Prüfung Antikorruption: Im Zeitraum von Januar 2012 bis Dezember 2013 wurden nationale und internationale Einheiten entsprechend den Korruptionsrisiken der jeweiligen Länder überprüft. Dabei haben die Wirtschaftsprüfer bestätigt, dass unsere Prozesse der zentralen Compliance-Organisation und einzelner Unternehmensbereiche geeignet sind, um Korruption wirksam zu verhindern. Es handelte sich um Prozesse im Vertrieb, Einkauf, Personalbereich und in der Revision. 2016 (Deutschland) und 2017 (international) streben wir eine erneute Zertifizierung mit dem Schwerpunkt Antikorruption an. Details über die Prüfungsinhalte und geprüfte Unternehmensbereiche zu Antikorruption dokumentieren wir im Prüfbericht.

Prüfung Kartellrecht: Auch das Kartellrechtsystem der Deutschen Telekom wurde zwischen Januar und Dezember 2013 durch ein unabhängiges Wirtschaftsprüfungsinstitut nach dem Standard IDW PS 980 geprüft. Der 2015 ausgestellte Prüfungsbericht attestiert uns ein wirksames Compliance Management System, das geeignet ist, rechtzeitig Schwachstellen zu erkennen und damit Kartellrechtsverstöße zu verhindern. Im Rahmen dieser Zertifizierung wurden national die Deutsche Telekom AG, die Telekom Deutschland GmbH und die T-Systems International GmbH sowie international zehn weitere Gesellschaften des Konzerns untersucht. Details der Prüfungsinhalte und geprüfte Unternehmensbereiche zum Kartellrecht veröffentlichen wir im Prüfbericht.

Unterschiedliche Rechtsprechungen und kulturelle Wertvorstellungen in den Ländern, in denen die Deutsche Telekom vertreten ist, stellen eine wesentliche Compliance-Herausforderung dar. Auch die zunehmend dynamische Entwicklung der globalen Märkte und der verschärfte internationale Wettbewerb beeinflussen unsere Compliance-Strategie.

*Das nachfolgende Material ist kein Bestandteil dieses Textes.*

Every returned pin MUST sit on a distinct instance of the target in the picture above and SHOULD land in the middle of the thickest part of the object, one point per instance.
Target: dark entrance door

Um der internationalen Ausrichtung des Konzerns noch besser gerecht zu werden, besprechen wir strategische Themen zweimal im Jahr mit einem internationalen Beratungsteam (Compliance Advisory Team) und entwickeln einen gemeinsamen Compliance-Ansatz. Das Team gibt als „Trendsetter“ Impulse für die Gestaltung und Implementierung einer ausgewogenen Compliance bei der Deutschen Telekom. Die konzernweite Zusammenarbeit zum Thema Compliance fördern wir zudem durch Treffen von Vertretern aller Compliance-Organisationen der Landesgesellschaften. 2015 jährten sich die sogenannten International Compliance Days zum elften Mal: Etwa 130 Compliance-Verantwortliche aus 31 Ländern trafen sich am 22. und 23. April bei der griechischen Landesgesellschaft OTE in Athen. Unter dem Motto Share and Collaborate tauschten sie sich über Compliance-Strategien und -Trends aus und diskutierten neue Wege der Zusammenarbeit.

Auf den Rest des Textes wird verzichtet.